We live in a small, one-floor apartment complex in a rather rural area. Most of the large farms were done in by a big drought that began just before we moved up here in 2001, but there are a lot of smaller farms, and some folks who homestead. There are two horse properties about a quarter of a mile down the road, almost directly across the road from one another. There are two small dairy farms in that same direction, and then a big dairy about a mile up the road, going the other way. There is a woman who breeds sheep and spins the wool; she dyes it and sells it at the local stores. Her sheep sometimes wander onto our property, usually late at night.
Behind us and up toward the next town over (East), Vernon, there is a man with “free range” chickens. I’ve gotten eggs from him, and they are delicious. I’ve never gotten a chicken from him because… well, I’m no plucker, okay?
I fell asleep on the couch last night, watching B horror movies. I do that fairly often, and, when I do, one of my cats (usually Sam, my big boy-kitty) wakes me up early in the morning so I can fix kitty-breakfast.

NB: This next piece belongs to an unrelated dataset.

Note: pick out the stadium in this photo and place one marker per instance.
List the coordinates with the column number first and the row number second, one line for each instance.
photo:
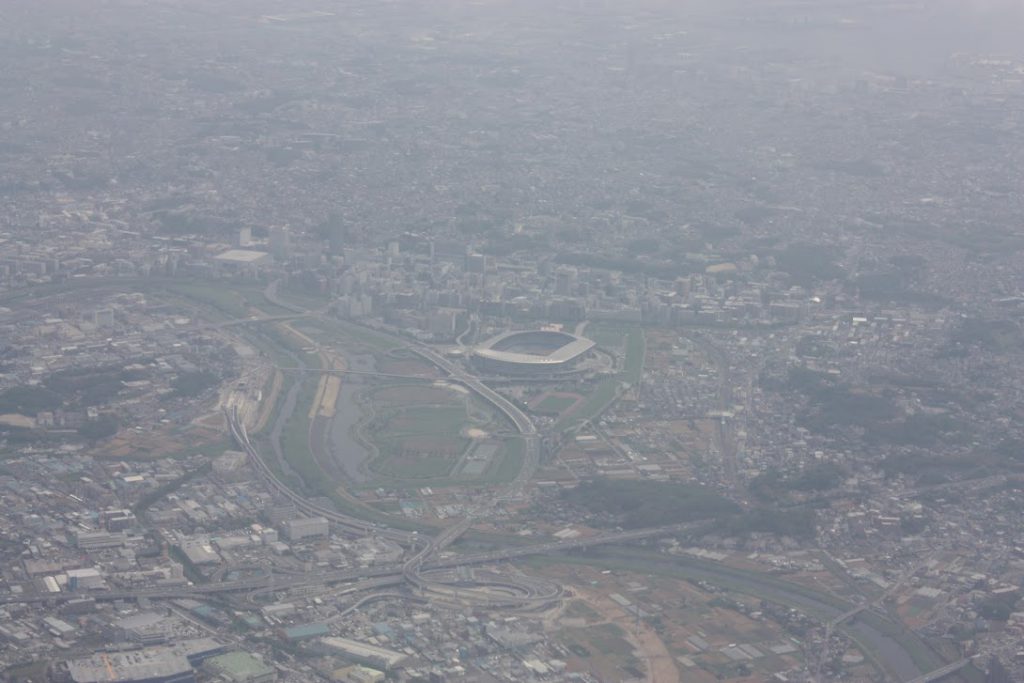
column 531, row 352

Nothing abnormal about that…
… But this morning, both cats were running up and down the length of my body with excited purring (not the “I’m happy” kind, but the purr that sounds like the revving of little engines, over and over: purr-purr, purr-purr, purr-purr!). While I forced my eyes open and attempted to roll off of the couch without knocking a cat to the floor, I realised that there were other sounds going on.
Did I leave Farmtown open on my Facebook last night?
Seeing that I was awake, both cats, Sam and Mikey (my little girl-kitty) began meowing at me impatiently and then running to the front windows and the front door. Sam’s meows weren’t even full now; they sounded more like “meh”. That only happens when he is excited to the max… when someone or something is outside the door.
The computer had been shut down. So what the heck is all of that noise?
I moved to the right of the desk, two cats, one big, one small, doing figure eights around my ankles, and opened the blinds.
Blinked.
Rubbed my eyes, put my glasses back on (Ken had taken them from me while I slept and put them on the desk) and blinked again.
What the heck???
Chickens. LOTS of chickens, maybe a hundred were running all over the front yard. All over the parking lot. Ticking off the beavers in the pond; Bob, Doug, John Candy and Martin Short were in an uproar, splashing and then disappearing, over and over again.
More chickens appeared from around back, running, clucking and pecking at one another.
The first thing I thought of was Dracula (1931). Renfield’s big scene:
“Ratssssss! Thousands of themmmmm…. MILLIONS of themmmmm!”
Then, I remembered a Bill Engvall bit about “free range chickens”: Something about “the great herds of chickens that used to roam these lands.” I giggled to myself.
“Bill Engvall should see this,” I said out loud… to the cats, I guess.
Sam climbed up onto my printer (which sits just below the window to the right of my desk) and smooshed his chubby little face against the opened blinds and window glass, still meh-ing and revving his purr engine. He was drooling.
Mikey popped up with her head beneath Sam’s, her back paws still on the floor (she is thin enough to get between the wall and the printer; Sam is not). Her mouth hung open. She was drooling, too, and so enthralled with the scene outside that she didn’t even slap Sam for drooling onto her forehead. We may have looked like a totem pole.
The cats weren’t just watching the chickens. Now they were watching all of the neighbourhood cats that were slinking along the perimeter of the property, stalking the chickens.
“Oh, my God,” I said. “The Great Chicken Massacre!”
I was trying to think of what, if anything, I could do to stop the slaughter that was surely coming when the dogs showed up. BIG dogs. Where the hell did all of these dogs come from?
“Holy shit!” I said, closing the blinds and removing my cats from the window area. “You guys don’t need to see this.”
Should I call the police? Animal Control? Where the hell is my phone, anyway?
Then I heard someone pulling into the driveway and beeping their horn. I slipped some fingers into the blinds and peeked.
The chicken truck.
The new coffee maker beeped: Ken remembered to program it before he went to sleep. I ran into the kitchen, cats following me, and poured myself a nice hot cup of coffee. I ran back out into the front room, and sat in the chair to the left of my desk; the cats accompanied me, front paws resting on the sill. I lifted the blinds and the three of us watched, mouths open.
Two men jumped out of the truck. One man chased off some of the dogs; the other man began filling cages with chickens… the chickens that had not been torn apart by the cats and dogs. Some of the cats ran, and that got rid of pretty much all of the dogs… but a few cats – scrawny, stray-looking ones – stayed and feasted.
It became a bit quieter, as the cages were loaded up onto the truck and covered with what looked like old blankets.
As the truck backed out, Doug McKenzie, the largest of our beavers, jumped up onto the edge of the pond. He made some kind of squeaking noise, and I swear to God, it looked like he raised a fist toward the truck.
I laughed. HARD.
Sam and Mikey did not look so amused.
I promised to roast a chicken tonight, and share it with them.